The latest and greatest tablets and smartphones may be a boon to end users, but for many IT managers, they’re a bust. That’s because simply tracking all the devices employees are using can be difficult, and trying to plug yet another entry point for hackers and malware can drain dollars and use up technical resources needed to address mobile computing security issues.
Fortunately, as mobile computing devices become ubiquitous, best practices are emerging to keep these devices manageable and secure. Here are three fundamental problems organizations face and the solutions for fixing them.
1. Anything goes for mobile computing management?
Problem: End users have strong personal preferences about the types of mobile devices they want to use, making it hard for companies to standardize on specific models to ease maintenance and support headaches.
Solution: First answer a basic question. Should the organization force everyone to use one or two approved models of tablets or smartphones, or is it better to yield to a variety of individual preferences? Strict standardization mandates may work with desktop PCs, but they’re harder to enforce for handheld devices. For example, a study by IDG Research Services in Framingham, Mass., found that end users are wielding more influence over IT departments when it comes to decisions about new technology acquisitions.
Adding to the challenge is that end users may simply circumvent corporate standards and bring their personal devices to work, which further lessens a company’s control over its infrastructure.
Rather than looking for one-size-fits-all solutions, experts say managers should develop mobile computing policies that address a variety of considerations -- the safety of the organization, user productivity and what’s realistic to enforce. To come up with those answers, some organizations appoint steering committees with a cross-section of employees, ranging from the technical staff, business department heads and security experts to the end users themselves.
Key policy decisions include: What’s a practical number of hardware and software platforms to support? Who’s responsible for support if someone uses an alternative platform? What level of oversight is acceptable so IT can monitor the flow of corporate data to mobile computing devices?

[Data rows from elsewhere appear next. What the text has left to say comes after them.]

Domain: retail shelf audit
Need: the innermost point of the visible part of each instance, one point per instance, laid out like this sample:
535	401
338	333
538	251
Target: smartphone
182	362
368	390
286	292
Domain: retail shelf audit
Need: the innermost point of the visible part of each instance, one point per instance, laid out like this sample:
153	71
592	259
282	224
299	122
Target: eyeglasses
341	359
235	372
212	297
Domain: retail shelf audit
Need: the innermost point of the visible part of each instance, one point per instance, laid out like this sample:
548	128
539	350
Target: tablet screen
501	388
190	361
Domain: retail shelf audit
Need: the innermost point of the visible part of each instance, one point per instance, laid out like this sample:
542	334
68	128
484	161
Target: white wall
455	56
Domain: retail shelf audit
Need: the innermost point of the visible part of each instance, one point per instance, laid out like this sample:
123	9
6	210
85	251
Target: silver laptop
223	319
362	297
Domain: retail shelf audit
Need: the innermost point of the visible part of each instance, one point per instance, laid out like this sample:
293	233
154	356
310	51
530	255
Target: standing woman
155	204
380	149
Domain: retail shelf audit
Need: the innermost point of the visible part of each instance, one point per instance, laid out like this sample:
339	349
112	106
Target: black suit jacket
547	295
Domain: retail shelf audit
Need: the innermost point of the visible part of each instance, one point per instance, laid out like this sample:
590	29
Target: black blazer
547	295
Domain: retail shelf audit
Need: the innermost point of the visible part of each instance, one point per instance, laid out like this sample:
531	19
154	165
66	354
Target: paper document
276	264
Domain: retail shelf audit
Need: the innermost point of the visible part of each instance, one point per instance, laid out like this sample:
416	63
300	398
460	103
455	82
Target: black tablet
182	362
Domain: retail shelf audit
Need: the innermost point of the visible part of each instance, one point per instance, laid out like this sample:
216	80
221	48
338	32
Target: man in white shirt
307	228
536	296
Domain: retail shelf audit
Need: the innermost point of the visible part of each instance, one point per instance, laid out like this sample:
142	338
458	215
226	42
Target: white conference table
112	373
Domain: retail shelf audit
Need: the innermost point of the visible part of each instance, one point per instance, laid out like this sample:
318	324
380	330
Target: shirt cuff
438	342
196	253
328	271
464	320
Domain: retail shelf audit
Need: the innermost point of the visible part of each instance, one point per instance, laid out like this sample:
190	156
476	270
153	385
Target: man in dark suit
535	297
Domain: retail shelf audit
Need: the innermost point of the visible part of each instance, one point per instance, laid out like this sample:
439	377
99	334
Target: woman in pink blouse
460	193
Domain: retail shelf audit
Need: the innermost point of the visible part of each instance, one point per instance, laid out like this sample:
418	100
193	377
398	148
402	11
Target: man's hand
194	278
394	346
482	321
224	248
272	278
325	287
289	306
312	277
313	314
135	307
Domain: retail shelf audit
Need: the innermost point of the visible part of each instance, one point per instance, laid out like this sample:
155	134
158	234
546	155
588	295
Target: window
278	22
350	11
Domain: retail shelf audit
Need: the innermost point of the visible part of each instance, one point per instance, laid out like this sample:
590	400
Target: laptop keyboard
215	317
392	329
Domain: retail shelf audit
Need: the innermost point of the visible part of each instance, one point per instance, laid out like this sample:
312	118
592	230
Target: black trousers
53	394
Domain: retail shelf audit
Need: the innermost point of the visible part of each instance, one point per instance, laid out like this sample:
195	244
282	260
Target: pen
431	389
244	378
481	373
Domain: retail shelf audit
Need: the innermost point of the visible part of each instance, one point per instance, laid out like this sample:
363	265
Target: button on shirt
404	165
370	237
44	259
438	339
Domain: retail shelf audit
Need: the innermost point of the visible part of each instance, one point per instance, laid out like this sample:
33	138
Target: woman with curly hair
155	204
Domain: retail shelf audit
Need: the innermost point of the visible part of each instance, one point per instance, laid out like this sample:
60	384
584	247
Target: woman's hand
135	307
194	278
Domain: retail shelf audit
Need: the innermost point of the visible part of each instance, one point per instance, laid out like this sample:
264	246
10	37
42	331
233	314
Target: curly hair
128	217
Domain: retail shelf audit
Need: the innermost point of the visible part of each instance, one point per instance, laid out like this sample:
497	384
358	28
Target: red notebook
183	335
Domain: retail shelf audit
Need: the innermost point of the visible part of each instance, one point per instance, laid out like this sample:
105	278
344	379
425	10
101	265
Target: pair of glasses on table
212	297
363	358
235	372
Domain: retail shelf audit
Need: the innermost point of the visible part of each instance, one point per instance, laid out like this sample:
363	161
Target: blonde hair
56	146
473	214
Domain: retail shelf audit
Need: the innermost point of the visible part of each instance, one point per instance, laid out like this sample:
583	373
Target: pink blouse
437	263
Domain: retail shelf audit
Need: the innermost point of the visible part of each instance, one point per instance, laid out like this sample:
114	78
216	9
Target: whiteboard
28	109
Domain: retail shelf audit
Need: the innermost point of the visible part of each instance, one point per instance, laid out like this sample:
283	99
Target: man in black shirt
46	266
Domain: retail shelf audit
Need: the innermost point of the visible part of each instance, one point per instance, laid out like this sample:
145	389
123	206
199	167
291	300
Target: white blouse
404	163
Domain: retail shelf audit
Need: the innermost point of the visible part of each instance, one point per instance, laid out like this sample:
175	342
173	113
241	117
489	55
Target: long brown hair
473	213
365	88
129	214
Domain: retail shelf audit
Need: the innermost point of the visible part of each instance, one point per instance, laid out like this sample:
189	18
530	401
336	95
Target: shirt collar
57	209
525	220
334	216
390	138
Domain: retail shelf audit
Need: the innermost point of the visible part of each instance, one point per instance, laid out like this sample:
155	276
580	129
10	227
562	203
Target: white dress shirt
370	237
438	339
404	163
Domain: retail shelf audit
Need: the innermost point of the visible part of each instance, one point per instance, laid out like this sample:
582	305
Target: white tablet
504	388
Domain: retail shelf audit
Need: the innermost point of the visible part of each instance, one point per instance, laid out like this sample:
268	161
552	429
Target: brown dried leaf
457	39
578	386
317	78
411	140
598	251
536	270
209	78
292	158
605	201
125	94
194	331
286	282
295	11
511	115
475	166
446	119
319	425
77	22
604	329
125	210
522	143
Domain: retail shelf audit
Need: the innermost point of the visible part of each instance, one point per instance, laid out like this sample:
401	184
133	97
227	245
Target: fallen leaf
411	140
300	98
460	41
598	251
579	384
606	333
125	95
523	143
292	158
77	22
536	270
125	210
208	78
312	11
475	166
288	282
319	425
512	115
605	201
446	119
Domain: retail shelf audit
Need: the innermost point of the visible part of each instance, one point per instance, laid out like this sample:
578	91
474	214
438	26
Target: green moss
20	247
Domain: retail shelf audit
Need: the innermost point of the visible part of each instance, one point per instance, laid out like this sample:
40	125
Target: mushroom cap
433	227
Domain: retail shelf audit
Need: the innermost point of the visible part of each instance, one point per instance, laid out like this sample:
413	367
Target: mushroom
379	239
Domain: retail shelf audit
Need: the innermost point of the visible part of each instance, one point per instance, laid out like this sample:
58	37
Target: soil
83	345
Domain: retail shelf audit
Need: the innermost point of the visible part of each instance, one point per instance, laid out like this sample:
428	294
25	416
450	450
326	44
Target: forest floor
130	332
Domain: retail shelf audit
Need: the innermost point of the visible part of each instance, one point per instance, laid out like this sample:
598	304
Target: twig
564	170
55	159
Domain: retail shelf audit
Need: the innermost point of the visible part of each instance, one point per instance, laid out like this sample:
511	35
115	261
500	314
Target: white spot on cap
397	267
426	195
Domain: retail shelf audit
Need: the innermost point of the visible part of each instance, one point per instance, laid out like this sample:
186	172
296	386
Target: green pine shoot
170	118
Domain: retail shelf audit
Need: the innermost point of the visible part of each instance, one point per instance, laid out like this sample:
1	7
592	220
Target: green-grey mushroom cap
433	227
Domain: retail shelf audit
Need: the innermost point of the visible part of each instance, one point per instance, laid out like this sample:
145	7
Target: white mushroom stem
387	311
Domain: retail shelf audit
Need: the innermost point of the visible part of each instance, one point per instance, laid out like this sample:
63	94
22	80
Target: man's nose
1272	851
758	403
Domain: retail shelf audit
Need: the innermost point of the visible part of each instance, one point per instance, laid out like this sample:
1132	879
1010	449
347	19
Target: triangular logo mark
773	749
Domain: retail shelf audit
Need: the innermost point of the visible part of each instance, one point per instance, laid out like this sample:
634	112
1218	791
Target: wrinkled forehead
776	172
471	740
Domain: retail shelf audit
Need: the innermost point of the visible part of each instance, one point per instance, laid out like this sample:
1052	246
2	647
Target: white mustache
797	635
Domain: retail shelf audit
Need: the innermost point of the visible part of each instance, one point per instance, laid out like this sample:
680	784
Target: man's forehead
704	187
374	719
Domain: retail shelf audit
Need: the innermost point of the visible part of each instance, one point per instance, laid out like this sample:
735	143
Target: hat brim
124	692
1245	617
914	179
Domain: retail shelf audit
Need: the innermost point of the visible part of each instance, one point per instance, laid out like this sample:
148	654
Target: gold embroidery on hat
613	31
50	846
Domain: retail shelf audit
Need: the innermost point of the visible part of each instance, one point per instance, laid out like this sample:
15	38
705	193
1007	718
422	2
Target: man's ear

2. Plugging mobile computing security leaks
Problem: As the line between business and personal devices blurs, it becomes difficult for organizations to keep sensitive business information safe on devices that are regularly used outside the confines of the corporation. Making matters worse, hackers are eyeing the potential of mobile devices. Malware, such as Zeus/Zbot, Limbo, Torpig/Mebroot/Sinowal and SilentBanker, poses increasing risks to organizations as workers combine mobile devices for personal and business uses, according to the RSA FraudAction Research Lab in Bedford, Mass.
Solution: New security technologies are making it easier to manage and protect mobile environments. “I recommend looking at some of the centrally managed applications out there that can address security across multiple platforms. It's the only way you're going to gain any semblance of control,” said Kevin Beaver, founder and principal information security consultant with Principle Logic LLC, based in Atlanta.
Known as enterprise mobility management (EMM) products, these applications help organizations track mobile devices as well as related applications and security policies. The tradeoff: The new, centralized monitoring tools mean additional costs for IT departments and risk making IT look like Big Brother to users.
Data-encryption technology can act as another important gatekeeper for manufacturers. By scrambling all the information downloaded to tablets and smartphones, encryption ensures that if the devices are lost or stolen, customer contacts and other sensitive information will stay safe from prying eyes. EMM applications can make sure that devices are encrypted according to company policies. In addition, data loss prevention (DLP) software can also monitor when someone connects a mobile device to a PC’s USB port. DLP can automatically enforce policies about what data may flow out to the device and whether is should be encrypted or not.
Other safeguards include requiring users to lock down their devices with passwords and change their passwords regularly.
3. Getting control of apps
Problem: In an “app for that” world, manufacturers are hard-pressed to limit what software runs in their organizations and the impact it has on business processes. The problem may only get worse as the number of business apps rises and the programs pull data from internal business systems, such as databases for customer relationship management.
Solution: For now, a corporate policy requiring IT review and approval for each download is the best strategy. Beaver noted that the creators of some app stores evaluate the safety of apps before posting them for distribution. Other stores, however, take a more hands-off approach. “It’s like the Wild West [that] we've experienced with freeware and shareware over the years,” he said. “Buyer beware.”